16.6 Extended Topic – Digital Signal Processing
Much has been said in this chapter concerning the ability of personal computers to store and manipulate data in the digital domain. This process is called digital signal processing (DSP). The sampled data is generally stored in RAM as a large array of values. Normally, the data is in integer form. This is because microprocessors are generally faster at performing integer calculations than floating point calculations. Also, AD converters produce integer values, so this is doubly convenient. As an example, if 8-bit resolution is used, each sample point will require one byte (8 bits). The byte is the fundamental unit of computer memory storage, and thus storage as a simple byte multiple (8 bits, 16 bits, 32 bits) is straightforward. The data may be stored in either unipolar (unsigned) or bipolar (signed) formats. For unsigned systems, the data value “0” means “most negative peak”. In signed systems, a two’s compliment form is normally used. Here, a data value of “0” means “0 V”. All negative values have their most significant bit set (for an 8 bit representation, −1=11111111,−2=11111110, etc.). Input signals are often AC, thus signed representations are quite common.
In BASIC, the data array might be called data()
, and individual elements are accessed by properly setting the array index. The first element is data(1)
, the second is data(2)
, and the N
th element is data(N)
. Although BASIC is useful, it is not as powerful as languages such as C, which offer direct manipulation of memory addresses via pointers. In C, the starting, or base, address of the data might be given the name data\_ptr
. To access different elements in the array, an offset is added to the base. The address of the second element is data\_ptr + 1
, the third is data\_ptr + 2
, and so on. Alternately, we could just increment the pointer continuously, as in data\_ptr++
. Direct manipulation of pointers is generally faster for the microprocessor than array indexing. To find the value stored at a given address, C uses the indirection operator, *
. To assign the second data value to the variable x
, you would say x = *(data\_ptr + 1)
or simply x = *data\_ptr++
if the pointer is being continuously incremented. The BASIC equivalent is x = data(2)
.
No matter how the data is accessed, any mathematical function may be applied to the data elements. In the examples below, C is used to illustrate the concepts. Only the processing portion of the code is shown. The source array is called src()
and has TOTAL
number of elements. The destination array is called dest()
. Also, questions concerning integer versus floating point representation are bypassed in order to keep the examples as straightforward as possible. In the real world, problems such as execution speed, round-off error, and overflow cannot be ignored.
Let’s start with something simple. Suppose we would like to simulate the operation of an inverting buffer. An inverting buffer simply multiplies the input signal by −1. Here is how we do this in the digital domain: each point is multiplied by −1.
for( i=0; i<TOTAL; i++ ) { *dest++ = -1 * (*src++); }
We can extend this concept a bit further by replacing “−1” with a variable called “gain”. In this way, we can alter the signal amplitude digitally.
Another useful calculation is average value.

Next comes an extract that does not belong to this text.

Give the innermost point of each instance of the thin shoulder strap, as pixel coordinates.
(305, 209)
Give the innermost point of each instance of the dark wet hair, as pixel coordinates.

For signed data, the average value is equal to the DC offset component.
sum = 0; for( i=0; i<TOTAL; i++ ) { sum += *src++; } average = sum / TOTAL;
In order to add a DC offset, a constant is added to each data element in turn.
for( i=0; i<TOTAL; i++ ) { *dest++ = offset + (*src++); }
We might wish to combine two different waveforms into a third waveform. Simple addition is all that is required. (The example assumes that both arrays are the same size).
for( i=0; i<TOTAL; i++ ) { *dest++ = (*src++) + (*src2++); }
If the two source arrays are multiplied instead of added, signal modulation may be produced.
These examples are relatively simple. With proper programming, a wide variety of functions may be simulated including spectral analysis, translation to new sampling rates, and the realization of complex filter functions that are impractical to implement in the analog domain. The major drawback of DSP techniques is the inherent computing power required. Thus, real-time application of complex DSP principles is not possible without using powerful computers. Specialized ICs have been designed to implement DSP sub-functions very quickly. These chips make realtime DSP practical and ecomical. The DSP ICs are programmable, thus they offer the distinct advantage of being able to produce different functions at different times by loading new programs. In this way, they are far more flexible than dedicated analog circuits. For example, an all-DSP guitar effects unit encompassing a broad range of functions such as equalization, pitch shifting, chorusing, reverberation and other effects can be designed. The amplitude and spectral shaping is performed directly in the digital domain instead of using dedicated analog circuitry.